家の近くに、「ダブルフィイス」というビルが建てられています。看板のまんなかに、モデルさんがいて、背景の半分は建物で、もう半分には森があります。実際には、木は１つも植えないみたいです。ところで “double-faced” は英語で「偽善」という意味もあります。
I assume Double Face has no specific meaning in Japanese. It’s hard to imagine the phrase being used in marketing when confidence and reputation are at stake.
Near my house is another new construction, Double Face in katakana or just Face Face in English. The concept is city and nature. But from what I see the building itself will contribute almost zero natural benefits to the sidewalk or community. Not even a single tree outside the mid-rise building. Again, I can sort of understand the concept, but the execution as a billboard and as a property leave much to be desired.
At this point in construction, what they’re offering the public is a vending machine, one of many drink machines along this boulevard.
Compared to the last photos, this narrow street in Shimbashi, an older business district that’s no longer Tier A real estate, allows pedestrians to take full use of the street and offers an amazing variety of products, signs and even foods spilling out of the shops.
This Koenji restaurant on Look shotengai is bragging on their sign board that they are not doing energy savings, and that it’s cool inside. Thanks to Chris from A Small Lab for noticing this! Now that we’re in our second summer after Fukushima, many people dismiss government and mass media campaigns to save energy. There’s rebellion in the air.
Leaving the Tatsumi Metro station, I cross over one highway on a pedestrian bridge, while passing below several elevated highways intersecting with flyovers.

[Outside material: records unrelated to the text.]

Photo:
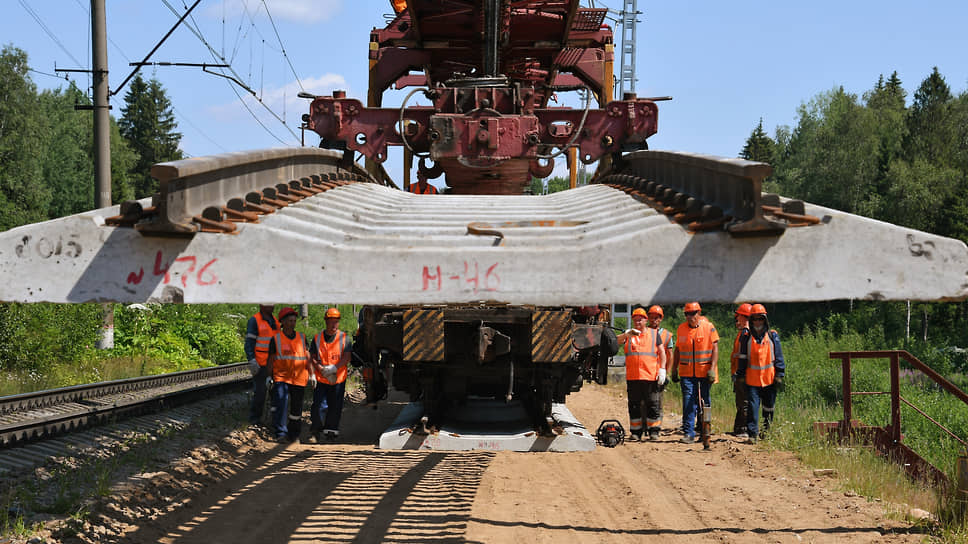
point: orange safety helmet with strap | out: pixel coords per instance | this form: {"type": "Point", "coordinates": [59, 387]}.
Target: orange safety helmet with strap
{"type": "Point", "coordinates": [641, 357]}
{"type": "Point", "coordinates": [266, 331]}
{"type": "Point", "coordinates": [695, 347]}
{"type": "Point", "coordinates": [332, 353]}
{"type": "Point", "coordinates": [290, 363]}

This Onward sign on top of a warehouse feels like a personal extortion to move through this jumble of smog and burning fuels. Onward also seems to capture this part of Tokyo’s role as a place of distribution by ship and tractor trailer. In this frenzy of “logistics,” I always wonder what’s being transported and to whom.
Fortunately, the trees planted decades ago muffle the noise somewhat, and part of this marginal land is used as a park, community vegetable garden, and Olympic level swimming pool.
Below the overpasses, bicycle parking, the rear end of office buildings, signs for Slot Club and other shops, runs what remains of the Shibuya river. Rivers and ports traditionally animate cities, allowing for trade, transportation, and food. In Shibuya, it’s easy to think there is no river at all. What a wasted opportunity.